We noticed that the old common module had grew to include the Command-Line Tooling API that makes the ceylon command and its subcommands and plugins work. That in turn depended on a Markdown renderer used by ceylon doc. It was pretty trivial to extract it to its own module because this was never used in Ceylon user programs.

Next in line was our Shrinkwrap Resolver dependency, which our module repository system uses to interoperate with Maven repositories. This was a fat-jar with all its dependencies included, including some Apache Commons modules, and an outdated version of Eclipse Aether. That fat-jar had already been problematic in our Maven module, which already had its version of Aether, so getting rid of the fat-jar was a good idea. We also realised that some of its Apache Commons dependencies were already included outside the fat-jar in our distribution repository, so there was that duplication to fix too.

So what we did was remove the Shrinkwrap Resolver dependency and use Aether directly, by incorporating all its subcomponents into our distribution. It turns out that because the latest version of Aether requires Google Guava, our distribution grew in size rather than shrink (that jar is huge). But to offset that, we made the Aether dependency optional, and made sure it was possible to run Ceylon without it as long as there was some compilation step beforehand that provided all the Maven dependencies that you may use in interop. ceylon fat-jar or ceylon jigsaw would do that for you, for example.

Our module repository system also provided support for writing to WebDAV or Herd repositories, which required some dependencies on Apache Http Client or Sardine, and we made these dependencies optional as well, because at runtime your Ceylon program is very unlikely to write to HTTP repositories. This is something only the compiler and other tools do.

We also removed a dependency to JBoss Modules from the language module using abstraction, since that platform was optional and never used on Android or other flat-classpath runtimes.

Finally, the language module only had one dependency left on the (much slimmer) module repository system via the presence of the Main API in there, and we moved that class to its own module.
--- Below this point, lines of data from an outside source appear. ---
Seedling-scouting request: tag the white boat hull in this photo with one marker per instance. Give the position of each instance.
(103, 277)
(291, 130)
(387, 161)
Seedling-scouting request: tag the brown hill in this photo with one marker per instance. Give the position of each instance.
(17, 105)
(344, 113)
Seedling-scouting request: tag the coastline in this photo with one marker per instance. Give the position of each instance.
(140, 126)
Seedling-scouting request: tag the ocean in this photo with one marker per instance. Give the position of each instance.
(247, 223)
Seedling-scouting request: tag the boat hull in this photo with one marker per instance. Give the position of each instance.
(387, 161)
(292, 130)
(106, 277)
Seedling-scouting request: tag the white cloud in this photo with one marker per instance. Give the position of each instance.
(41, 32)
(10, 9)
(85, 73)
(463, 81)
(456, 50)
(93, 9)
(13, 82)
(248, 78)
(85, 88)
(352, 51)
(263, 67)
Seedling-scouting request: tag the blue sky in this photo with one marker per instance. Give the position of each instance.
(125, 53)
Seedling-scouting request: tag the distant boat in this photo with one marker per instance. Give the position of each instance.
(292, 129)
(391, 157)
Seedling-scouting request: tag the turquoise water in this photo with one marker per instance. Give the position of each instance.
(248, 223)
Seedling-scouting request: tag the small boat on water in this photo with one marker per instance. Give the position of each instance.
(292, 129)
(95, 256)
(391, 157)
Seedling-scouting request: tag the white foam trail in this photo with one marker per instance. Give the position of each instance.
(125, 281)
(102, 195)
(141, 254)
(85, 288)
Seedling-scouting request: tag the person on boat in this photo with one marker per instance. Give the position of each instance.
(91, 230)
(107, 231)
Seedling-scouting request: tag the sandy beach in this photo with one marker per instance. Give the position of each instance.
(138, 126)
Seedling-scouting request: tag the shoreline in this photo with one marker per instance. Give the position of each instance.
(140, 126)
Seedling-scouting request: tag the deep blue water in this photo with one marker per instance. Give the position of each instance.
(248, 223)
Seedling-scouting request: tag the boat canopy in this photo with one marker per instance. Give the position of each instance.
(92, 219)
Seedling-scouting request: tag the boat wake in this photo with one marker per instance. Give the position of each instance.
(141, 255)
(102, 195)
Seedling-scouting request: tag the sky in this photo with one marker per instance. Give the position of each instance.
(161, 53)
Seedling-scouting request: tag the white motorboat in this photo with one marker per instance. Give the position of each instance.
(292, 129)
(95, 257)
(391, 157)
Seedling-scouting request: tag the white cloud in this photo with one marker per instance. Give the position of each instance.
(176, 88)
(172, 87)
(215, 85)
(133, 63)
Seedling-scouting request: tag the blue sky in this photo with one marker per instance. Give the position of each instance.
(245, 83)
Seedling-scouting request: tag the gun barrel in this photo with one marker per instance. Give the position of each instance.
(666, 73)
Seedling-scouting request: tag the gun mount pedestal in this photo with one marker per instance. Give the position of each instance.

Final runtime dependencies

After all this pruning, the language module on the JVM is back down to requiring the following set of transitive dependencies:

  • common (small and free of tooling and dependencies)
  • model (which depends only on the class-file reader)
  • class-file reader

So your Ceylon module will only depend on four jars (these three and the language module), the sum size of which is 2.4 Mb, which is much smaller than initially, and has dramatically less methods, at around 17148 methods. This is still too much, but can be brought down by tooling such as ProGuard to remove unused classes. Remember this includes a runtime for an entire language, so it's not that big, all things considered.

SDK changes

In order to be able to use Ceylon's HTTP client on Android, we also split up the ceylon.net module from the Ceylon SDK into client and server modules. Otherwise the HTTP server and its dependencies were too much drag for Android's method count.

Ceylon Fat Jars

Ceylon 1.2.3 is looming closer, and so we should start talking about some of the new features that it will contain. One of those new features is the new ceylon fat-jar command.

ceylon fat-jar my.module/1 lets you generate a jar which contains the my.module/1 module and every required dependency. Once you have that jar, you can execute it with java -jar my.module-1.jar and it will execute the module.

Naturally, you can customise the function or class to execute with the --run option, but the default is the run method in your module (my.module::run in our case).

The modules are executed in a "flat classpath" mode, without JBoss Modules or any sort of module isolation, and with the metamodel already set up statically when the fat jar was created, so it's a little bit different to the older alternative of running Ceylon modules using the Main API and ceylon classpath tool, which did not deal with packing all the dependencies. It is also different to the ceylon run --flat-classpath in that it does not require a module repository at run-time, since ceylon fat-jar packs it all together.

Try it out, it's pretty useful to distribute Ceylon programs and run them in places without having to install the Ceylon distribution.